The Centers for Disease Control and Prevention lists the following 15 core public-health emergency capabilities. A full discussion of these is found in "Public Health Preparedness Capabilities: National Standards for State and Local Planning, March 2011," posted at <www.cdc.gov/phpr/capabilities/DSLR_capabilities_July.pdf>.

  • Community Preparedness: Preparing to withstand and recover from public-health incidents.

  • Community Recovery: Collaborating with health care organizations, businesses, educational systems, emergency management officials, and others to plan and advocate for rebuilding public-health, medical, and mental/behavioral health services.

  • Emergency Operations Coordination: Establishing a standardized, scalable system of organization and supervision consistent with the National Incident Management System.

  • Emergency Public Information and Warning: Developing, coordinating, and disseminating information, alerts, warnings, and notifications to the public and to incident-management responders.

  • Fatality Management: Ensuring the proper recovery, handling, identification, transportation, tracking, storage, and disposal of human remains and personal effects; certifying causes of death; and facilitating access to mental/behavioral health services to the family members, responders, and survivors of an incident.

  • Information Sharing: Routinely sharing information as well as issuing public-health alerts to all levels of government and the private sector to prepare for and respond to events.

  • Mass Care: Addressing the public-health, medical, and mental/behavioral health needs of people affected by an incident at congregate locations.
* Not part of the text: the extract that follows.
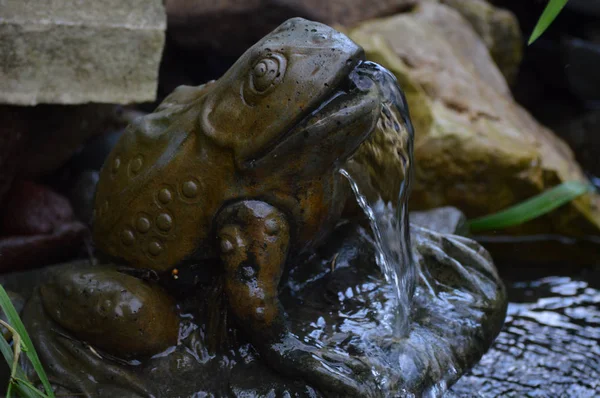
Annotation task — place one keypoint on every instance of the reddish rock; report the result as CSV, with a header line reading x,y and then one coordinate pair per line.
x,y
37,227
  • Medical Countermeasure Dispensing: Providing medical countermeasures (like vaccines, antiviral drugs, antibiotics, and antitoxin) to treat or prevent disease.

  • Medical Material Management and Distribution: Acquiring, maintaining, transporting, distributing, and tracking medical material (like pharmaceuticals, gloves, masks, and ventilators).

  • Medical Surge: Providing adequate medical evaluation and care during events that exceed the limits of the normal medical infrastructure and rapidly returning operations to normal.

  • Nonpharmaceutical Interventions: The ability to recommend and implement strategies for controlling disease, injury, and exposure.

  • Public-Health Laboratory Testing: Conducting rapid and conventional detection, characterization, confirmatory testing, data reporting, investigative support, and laboratory networking to address actual or potential exposure to hazards.

  • Public-Health Surveillance and Epidemiological Investigation: Creating, maintaining, supporting, and strengthening routine health surveillance and detection systems and epidemiological investigation processes.

  • Responder Safety and Health: Protecting public-health-agency staff responding to an incident and supporting the health and safety needs of hospital and medical-facility personnel.

  • Volunteer Management: Coordinating identification, recruitment, credential verification, and training of volunteers to support the public-health response to incidents.